According to Mumbai’s municipal corporation, an average resident of Mumbai uses 135 litres of water every day. The research plant currently treats, without chemicals and electricity, wastewater generated by nearly 300 students living on the campus.
The project, called the Constructed Wetland (CW) plan, started functioning in November 2013 and is an idea from professor Shyam Asolekar from the Centre for Environmental Science & Engineering and his research team comprising of PhD and MTech students and research engineers, Dinesh Kumar, Rahul Sutar, Dheeraj Kumar, Ketan Kamble and Anurag Singh and advised by Yogen Parikh.
“A constructed wetland bed is a natural treatment system that does not need energy or chemicals to clean wastewater. It traps the foul odour below the wetland bed and treats sewage through a continuous biotechnological process once the wastewater is released into the wetland bed,” said Asolekar.
The artificial wetland bed, having dimensions of 13 m length, 3 m width and 0.6 m depth, approximately equal to an area of 450 square feet - about the size of a a one-bedroom-hall-kitchen flat - is covered by almost 1000 plants of one wetland species, Canna indica, Sewage water is released into the beds through a pipeline, diverted from the main sewer lines to the pilot plant for research purposes.
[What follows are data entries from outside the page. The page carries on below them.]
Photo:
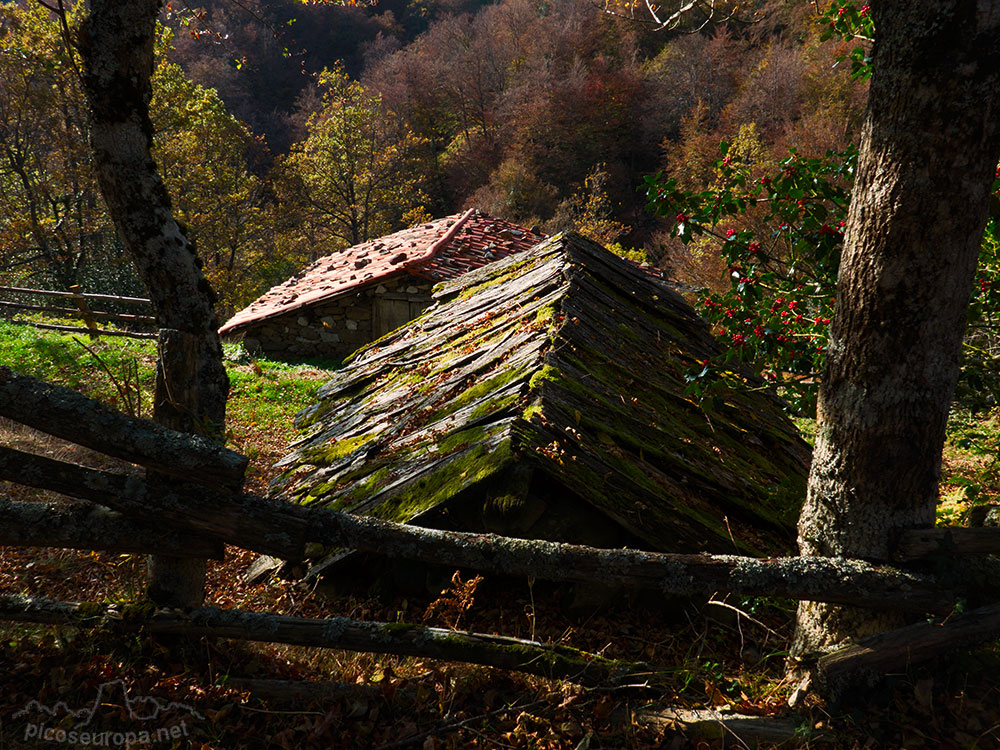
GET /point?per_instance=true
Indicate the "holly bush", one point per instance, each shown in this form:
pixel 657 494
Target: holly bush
pixel 780 232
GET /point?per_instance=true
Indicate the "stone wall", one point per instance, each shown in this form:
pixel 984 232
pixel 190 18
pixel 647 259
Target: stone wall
pixel 337 327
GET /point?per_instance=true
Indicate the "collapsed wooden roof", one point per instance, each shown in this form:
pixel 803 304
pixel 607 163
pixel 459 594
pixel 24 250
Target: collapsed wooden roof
pixel 566 362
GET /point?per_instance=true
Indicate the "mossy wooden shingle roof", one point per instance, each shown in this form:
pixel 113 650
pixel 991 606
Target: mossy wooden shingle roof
pixel 565 362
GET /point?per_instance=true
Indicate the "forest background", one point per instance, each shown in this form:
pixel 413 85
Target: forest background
pixel 286 131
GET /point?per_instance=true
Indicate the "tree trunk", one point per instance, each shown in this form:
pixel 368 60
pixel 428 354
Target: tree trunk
pixel 928 152
pixel 116 42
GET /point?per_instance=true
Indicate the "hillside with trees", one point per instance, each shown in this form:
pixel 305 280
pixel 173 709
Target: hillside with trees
pixel 822 182
pixel 549 115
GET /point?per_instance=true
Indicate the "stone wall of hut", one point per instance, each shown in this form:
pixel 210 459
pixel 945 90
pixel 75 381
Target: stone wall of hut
pixel 336 328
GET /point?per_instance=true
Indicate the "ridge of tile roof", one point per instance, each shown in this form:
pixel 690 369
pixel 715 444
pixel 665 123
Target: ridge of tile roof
pixel 435 250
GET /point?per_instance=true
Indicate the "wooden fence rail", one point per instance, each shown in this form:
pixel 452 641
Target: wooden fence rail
pixel 206 509
pixel 82 310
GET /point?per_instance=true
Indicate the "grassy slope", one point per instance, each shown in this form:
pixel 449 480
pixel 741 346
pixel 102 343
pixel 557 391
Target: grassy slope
pixel 717 659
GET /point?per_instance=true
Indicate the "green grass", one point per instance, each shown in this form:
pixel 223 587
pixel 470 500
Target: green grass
pixel 264 394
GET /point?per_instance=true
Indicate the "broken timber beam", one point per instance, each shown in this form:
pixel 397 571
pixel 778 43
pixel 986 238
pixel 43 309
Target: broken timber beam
pixel 897 649
pixel 282 529
pixel 83 525
pixel 72 416
pixel 811 578
pixel 532 657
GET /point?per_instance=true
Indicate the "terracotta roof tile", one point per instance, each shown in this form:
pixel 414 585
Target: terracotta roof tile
pixel 437 250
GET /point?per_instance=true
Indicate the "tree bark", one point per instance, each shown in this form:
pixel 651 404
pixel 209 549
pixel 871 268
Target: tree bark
pixel 282 529
pixel 83 525
pixel 532 657
pixel 116 43
pixel 928 152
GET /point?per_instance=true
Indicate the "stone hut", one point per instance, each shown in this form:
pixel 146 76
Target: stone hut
pixel 542 396
pixel 357 295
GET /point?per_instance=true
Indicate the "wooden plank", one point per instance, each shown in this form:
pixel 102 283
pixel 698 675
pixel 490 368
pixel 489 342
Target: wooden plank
pixel 70 295
pixel 84 308
pixel 282 529
pixel 84 525
pixel 742 730
pixel 72 416
pixel 898 649
pixel 146 319
pixel 250 522
pixel 552 661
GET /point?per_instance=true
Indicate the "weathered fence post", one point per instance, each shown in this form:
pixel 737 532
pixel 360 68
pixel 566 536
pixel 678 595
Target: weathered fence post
pixel 85 315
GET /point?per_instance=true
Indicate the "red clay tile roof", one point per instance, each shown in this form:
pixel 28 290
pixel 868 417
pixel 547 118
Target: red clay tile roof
pixel 437 250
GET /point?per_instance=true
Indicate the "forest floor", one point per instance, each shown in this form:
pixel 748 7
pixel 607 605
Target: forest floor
pixel 728 656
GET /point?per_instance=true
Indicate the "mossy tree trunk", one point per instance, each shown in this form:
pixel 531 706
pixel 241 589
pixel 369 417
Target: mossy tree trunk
pixel 116 43
pixel 928 152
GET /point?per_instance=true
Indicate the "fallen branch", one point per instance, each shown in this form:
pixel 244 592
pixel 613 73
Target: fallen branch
pixel 811 578
pixel 72 416
pixel 83 525
pixel 894 650
pixel 552 661
pixel 282 529
pixel 747 731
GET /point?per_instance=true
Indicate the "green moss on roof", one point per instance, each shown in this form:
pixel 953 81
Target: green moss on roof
pixel 571 361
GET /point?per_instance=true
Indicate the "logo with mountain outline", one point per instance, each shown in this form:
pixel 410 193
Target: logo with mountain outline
pixel 47 722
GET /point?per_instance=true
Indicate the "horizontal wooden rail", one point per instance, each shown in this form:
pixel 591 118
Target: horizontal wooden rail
pixel 71 295
pixel 283 529
pixel 81 329
pixel 915 544
pixel 83 525
pixel 72 416
pixel 532 657
pixel 74 313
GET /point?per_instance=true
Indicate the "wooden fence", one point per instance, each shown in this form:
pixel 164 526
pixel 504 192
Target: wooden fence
pixel 84 308
pixel 195 505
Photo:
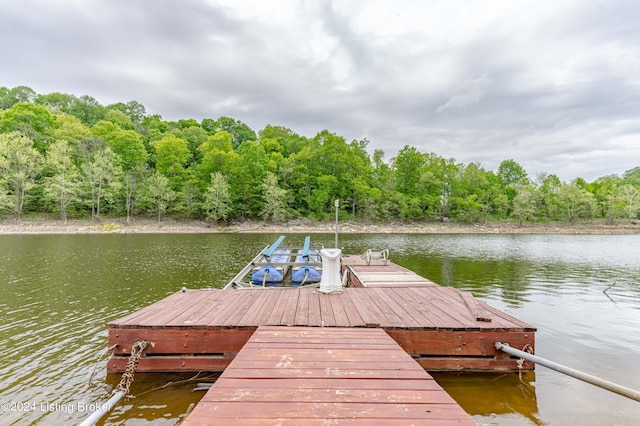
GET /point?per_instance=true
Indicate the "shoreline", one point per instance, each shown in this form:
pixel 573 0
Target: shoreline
pixel 145 226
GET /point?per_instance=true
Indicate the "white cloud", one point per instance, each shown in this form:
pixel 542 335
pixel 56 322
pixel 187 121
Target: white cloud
pixel 553 85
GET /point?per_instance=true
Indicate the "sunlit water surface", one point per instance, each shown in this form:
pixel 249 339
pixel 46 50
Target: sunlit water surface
pixel 58 291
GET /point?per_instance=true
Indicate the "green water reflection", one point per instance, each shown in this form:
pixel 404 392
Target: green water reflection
pixel 59 291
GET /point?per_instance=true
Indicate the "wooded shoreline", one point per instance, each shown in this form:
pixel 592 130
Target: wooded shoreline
pixel 144 226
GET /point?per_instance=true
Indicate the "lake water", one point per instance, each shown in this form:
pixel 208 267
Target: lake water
pixel 58 291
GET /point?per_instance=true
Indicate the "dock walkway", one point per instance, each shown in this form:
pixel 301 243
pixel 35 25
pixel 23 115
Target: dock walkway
pixel 320 375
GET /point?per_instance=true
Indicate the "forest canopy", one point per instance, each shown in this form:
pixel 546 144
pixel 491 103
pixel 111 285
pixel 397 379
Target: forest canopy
pixel 75 158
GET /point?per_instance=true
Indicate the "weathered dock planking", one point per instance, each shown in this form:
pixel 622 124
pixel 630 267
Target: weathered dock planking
pixel 302 375
pixel 442 328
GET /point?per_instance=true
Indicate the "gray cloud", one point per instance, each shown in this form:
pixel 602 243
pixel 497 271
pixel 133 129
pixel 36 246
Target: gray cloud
pixel 553 85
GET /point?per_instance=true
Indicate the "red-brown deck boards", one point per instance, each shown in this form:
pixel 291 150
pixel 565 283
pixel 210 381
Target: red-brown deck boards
pixel 301 375
pixel 203 329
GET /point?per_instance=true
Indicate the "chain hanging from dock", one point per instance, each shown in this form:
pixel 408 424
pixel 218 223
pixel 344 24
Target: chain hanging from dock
pixel 132 364
pixel 528 349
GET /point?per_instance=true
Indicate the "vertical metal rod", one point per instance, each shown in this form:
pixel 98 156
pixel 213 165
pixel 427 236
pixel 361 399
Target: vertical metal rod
pixel 613 387
pixel 337 203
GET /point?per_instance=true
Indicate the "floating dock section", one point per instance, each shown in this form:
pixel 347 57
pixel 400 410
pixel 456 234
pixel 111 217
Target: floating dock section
pixel 303 375
pixel 441 328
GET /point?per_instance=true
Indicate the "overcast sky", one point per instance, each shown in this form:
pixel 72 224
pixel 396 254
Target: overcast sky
pixel 554 85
“The roots of the living plants in the wetland provides a peculiar habitat for beneficial microorganisms in the root-zone (which also pump oxygen from the atmosphere into the bed) and jointly purify the sewage while the plants are automatically nurtured by utilising carbon, nitrogen and phosphorous from sewage,” said Asolekar.
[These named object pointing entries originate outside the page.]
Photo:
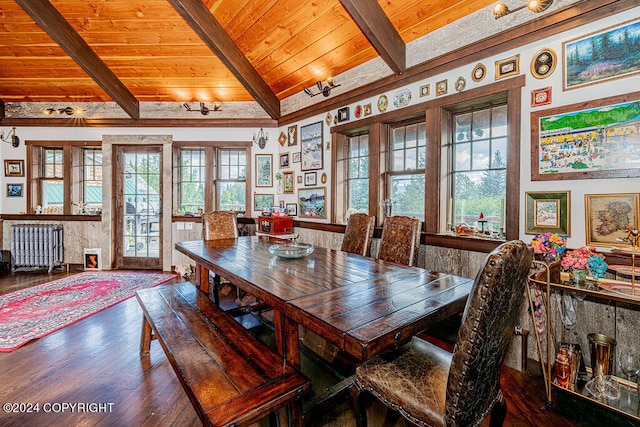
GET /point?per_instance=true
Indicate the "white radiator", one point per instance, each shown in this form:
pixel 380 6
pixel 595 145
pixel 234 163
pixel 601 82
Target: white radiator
pixel 37 245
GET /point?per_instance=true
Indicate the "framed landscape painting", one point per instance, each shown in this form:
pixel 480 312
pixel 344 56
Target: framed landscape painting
pixel 548 212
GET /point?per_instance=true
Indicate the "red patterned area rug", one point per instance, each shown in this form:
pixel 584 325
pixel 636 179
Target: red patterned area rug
pixel 37 311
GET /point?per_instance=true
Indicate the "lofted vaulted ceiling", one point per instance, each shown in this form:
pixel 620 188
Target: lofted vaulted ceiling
pixel 132 51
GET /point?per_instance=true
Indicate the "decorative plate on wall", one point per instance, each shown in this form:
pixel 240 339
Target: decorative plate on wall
pixel 543 63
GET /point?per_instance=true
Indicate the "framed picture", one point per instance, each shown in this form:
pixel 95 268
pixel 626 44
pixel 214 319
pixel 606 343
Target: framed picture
pixel 311 141
pixel 262 202
pixel 14 190
pixel 586 140
pixel 343 114
pixel 615 59
pixel 608 217
pixel 311 202
pixel 508 67
pixel 292 209
pixel 14 168
pixel 310 178
pixel 264 170
pixel 541 97
pixel 548 212
pixel 284 160
pixel 292 135
pixel 543 63
pixel 288 182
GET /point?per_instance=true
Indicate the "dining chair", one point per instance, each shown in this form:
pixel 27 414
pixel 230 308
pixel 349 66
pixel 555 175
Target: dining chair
pixel 430 386
pixel 400 240
pixel 358 234
pixel 219 225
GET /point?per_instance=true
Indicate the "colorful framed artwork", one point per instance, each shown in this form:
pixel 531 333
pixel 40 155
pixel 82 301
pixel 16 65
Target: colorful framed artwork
pixel 284 160
pixel 543 63
pixel 507 67
pixel 586 140
pixel 288 182
pixel 548 212
pixel 311 141
pixel 310 178
pixel 262 202
pixel 292 209
pixel 609 217
pixel 14 168
pixel 264 170
pixel 292 135
pixel 541 97
pixel 311 202
pixel 14 190
pixel 479 72
pixel 615 59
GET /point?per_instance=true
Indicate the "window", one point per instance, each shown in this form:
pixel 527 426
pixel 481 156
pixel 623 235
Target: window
pixel 65 177
pixel 478 167
pixel 407 169
pixel 357 180
pixel 232 180
pixel 191 181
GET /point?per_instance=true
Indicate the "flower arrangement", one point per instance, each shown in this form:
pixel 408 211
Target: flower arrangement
pixel 550 245
pixel 585 260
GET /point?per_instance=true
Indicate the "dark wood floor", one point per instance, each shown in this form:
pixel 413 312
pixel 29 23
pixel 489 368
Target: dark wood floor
pixel 97 361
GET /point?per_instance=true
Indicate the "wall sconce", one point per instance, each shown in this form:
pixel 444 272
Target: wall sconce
pixel 69 111
pixel 11 138
pixel 204 110
pixel 261 138
pixel 501 9
pixel 325 90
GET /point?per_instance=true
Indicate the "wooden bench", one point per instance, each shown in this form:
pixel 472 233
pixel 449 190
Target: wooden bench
pixel 230 376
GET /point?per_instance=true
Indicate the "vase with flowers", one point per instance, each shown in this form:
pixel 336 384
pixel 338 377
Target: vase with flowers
pixel 582 262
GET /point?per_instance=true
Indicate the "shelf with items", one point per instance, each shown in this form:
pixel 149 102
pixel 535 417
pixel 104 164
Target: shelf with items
pixel 540 287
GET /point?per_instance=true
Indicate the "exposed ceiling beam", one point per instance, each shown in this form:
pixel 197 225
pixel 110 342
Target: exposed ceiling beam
pixel 196 14
pixel 380 32
pixel 54 24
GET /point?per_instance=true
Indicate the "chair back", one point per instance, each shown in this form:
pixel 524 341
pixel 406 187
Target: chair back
pixel 488 322
pixel 400 240
pixel 219 225
pixel 358 234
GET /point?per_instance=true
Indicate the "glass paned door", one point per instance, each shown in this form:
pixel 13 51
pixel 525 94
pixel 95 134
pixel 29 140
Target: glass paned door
pixel 139 215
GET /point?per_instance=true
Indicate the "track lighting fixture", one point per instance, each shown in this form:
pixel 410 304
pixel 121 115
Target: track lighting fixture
pixel 261 138
pixel 324 90
pixel 11 138
pixel 501 9
pixel 69 111
pixel 204 110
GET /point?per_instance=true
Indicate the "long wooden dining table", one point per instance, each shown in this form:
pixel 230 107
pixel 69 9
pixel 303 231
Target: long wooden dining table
pixel 360 304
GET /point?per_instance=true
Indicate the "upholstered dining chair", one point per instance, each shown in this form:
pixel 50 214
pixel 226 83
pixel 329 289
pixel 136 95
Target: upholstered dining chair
pixel 400 240
pixel 358 234
pixel 432 387
pixel 218 225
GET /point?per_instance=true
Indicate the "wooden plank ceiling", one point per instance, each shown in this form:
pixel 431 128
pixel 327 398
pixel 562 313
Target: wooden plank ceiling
pixel 132 51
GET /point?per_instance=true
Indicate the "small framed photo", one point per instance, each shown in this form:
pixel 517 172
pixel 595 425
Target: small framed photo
pixel 14 168
pixel 284 160
pixel 609 216
pixel 14 190
pixel 292 209
pixel 548 212
pixel 310 178
pixel 262 202
pixel 508 67
pixel 288 183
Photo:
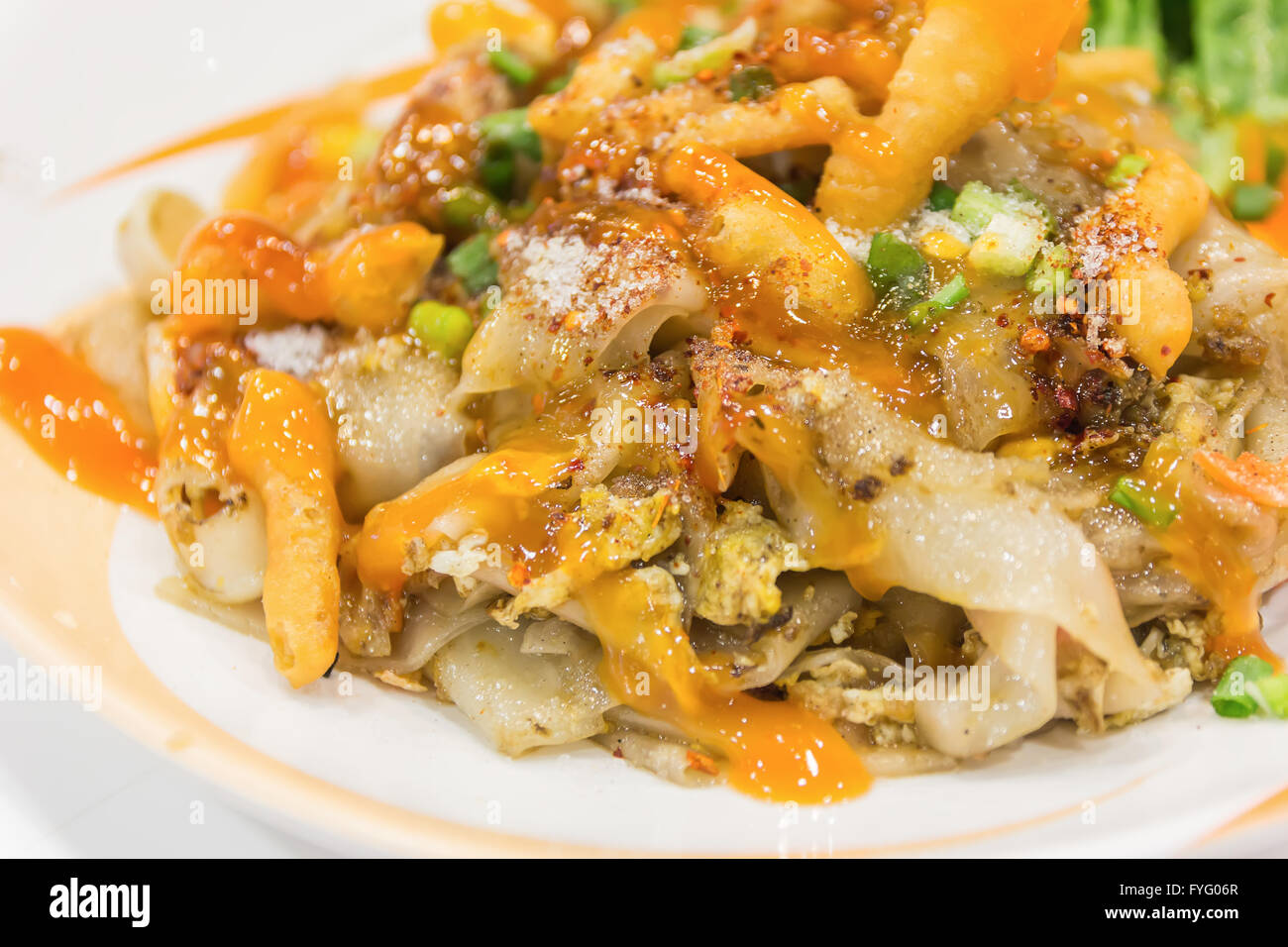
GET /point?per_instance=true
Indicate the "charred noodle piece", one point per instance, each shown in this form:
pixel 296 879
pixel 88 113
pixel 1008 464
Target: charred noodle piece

The treated water can be used for a variety of reusable purposes including drinking water for animals, irrigation in farms and gardens, and water for flushing and washing.
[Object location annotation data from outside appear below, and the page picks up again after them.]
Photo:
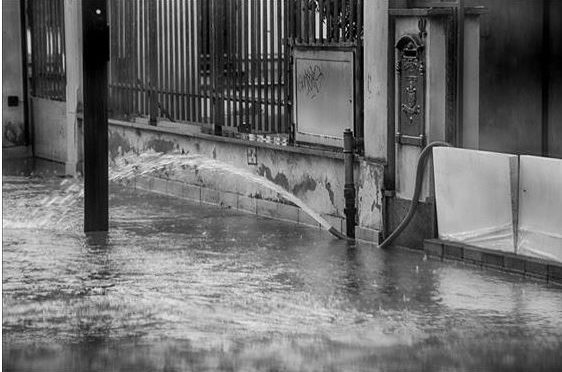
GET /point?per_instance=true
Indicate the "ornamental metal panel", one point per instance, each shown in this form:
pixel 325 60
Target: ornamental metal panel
pixel 410 77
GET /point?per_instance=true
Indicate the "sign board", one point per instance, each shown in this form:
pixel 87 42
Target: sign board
pixel 324 99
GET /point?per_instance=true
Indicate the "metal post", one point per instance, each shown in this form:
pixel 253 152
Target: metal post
pixel 349 187
pixel 152 61
pixel 95 34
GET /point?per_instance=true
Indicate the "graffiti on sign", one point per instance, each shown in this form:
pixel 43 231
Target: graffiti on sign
pixel 310 81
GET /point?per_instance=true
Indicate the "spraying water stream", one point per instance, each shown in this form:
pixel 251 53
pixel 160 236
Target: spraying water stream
pixel 55 208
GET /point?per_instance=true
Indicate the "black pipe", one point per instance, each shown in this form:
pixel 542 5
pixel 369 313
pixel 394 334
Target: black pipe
pixel 95 36
pixel 422 161
pixel 349 187
pixel 25 77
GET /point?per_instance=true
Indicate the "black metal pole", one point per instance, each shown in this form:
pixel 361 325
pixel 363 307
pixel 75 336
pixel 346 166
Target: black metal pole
pixel 95 35
pixel 349 187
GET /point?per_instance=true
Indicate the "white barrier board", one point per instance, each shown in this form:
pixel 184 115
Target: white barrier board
pixel 476 197
pixel 540 208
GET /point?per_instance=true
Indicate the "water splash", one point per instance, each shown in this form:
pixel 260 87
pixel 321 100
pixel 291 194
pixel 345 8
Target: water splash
pixel 132 165
pixel 54 211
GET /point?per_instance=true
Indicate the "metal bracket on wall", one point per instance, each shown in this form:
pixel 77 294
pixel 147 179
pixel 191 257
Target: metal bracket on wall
pixel 252 155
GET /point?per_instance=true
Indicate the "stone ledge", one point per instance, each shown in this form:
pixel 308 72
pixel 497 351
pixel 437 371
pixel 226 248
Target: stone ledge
pixel 224 199
pixel 505 261
pixel 366 235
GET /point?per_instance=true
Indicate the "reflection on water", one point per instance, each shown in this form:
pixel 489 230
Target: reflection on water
pixel 179 286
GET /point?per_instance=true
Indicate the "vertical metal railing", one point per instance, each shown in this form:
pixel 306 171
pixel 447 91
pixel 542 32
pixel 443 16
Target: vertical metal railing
pixel 48 70
pixel 218 62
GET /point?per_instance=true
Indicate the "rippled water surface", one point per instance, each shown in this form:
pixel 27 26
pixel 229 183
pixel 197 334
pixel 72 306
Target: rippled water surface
pixel 180 286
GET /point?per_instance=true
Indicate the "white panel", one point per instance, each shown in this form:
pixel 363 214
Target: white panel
pixel 476 196
pixel 324 95
pixel 540 213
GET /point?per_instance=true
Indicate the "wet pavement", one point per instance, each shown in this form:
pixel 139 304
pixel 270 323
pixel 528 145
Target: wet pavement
pixel 179 286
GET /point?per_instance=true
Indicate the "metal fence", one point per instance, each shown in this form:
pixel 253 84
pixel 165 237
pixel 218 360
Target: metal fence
pixel 46 28
pixel 220 62
pixel 326 22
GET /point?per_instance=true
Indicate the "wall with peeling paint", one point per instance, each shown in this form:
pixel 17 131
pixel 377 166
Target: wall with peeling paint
pixel 317 180
pixel 13 130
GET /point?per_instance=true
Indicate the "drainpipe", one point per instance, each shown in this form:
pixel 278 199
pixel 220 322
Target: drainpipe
pixel 349 187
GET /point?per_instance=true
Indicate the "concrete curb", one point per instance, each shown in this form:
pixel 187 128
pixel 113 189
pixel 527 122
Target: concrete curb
pixel 548 271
Co-funded by the European Commission and IIT-B, the project cost for developing this technology as well as building this pilot plant was close to Rs 4 crore. After the successful demonstration of the CW technology on IIT-B campus, three similar CWs have already been commissioned at three separate locations across Maharashtra (see box).
“A project like this goes to show that indigenous research and development is happening in India for water conservation and it is a timely discovery considering the acute water shortage in the state. However, constraints such as land acquisition for urban cities like Mumbai and a financial problem for rural cities need to be worked out. But if we consider the larger benefits, these problems can be resolved easily,” said Dhaval Desai, senior research fellow, Observer Research Foundation (ORF).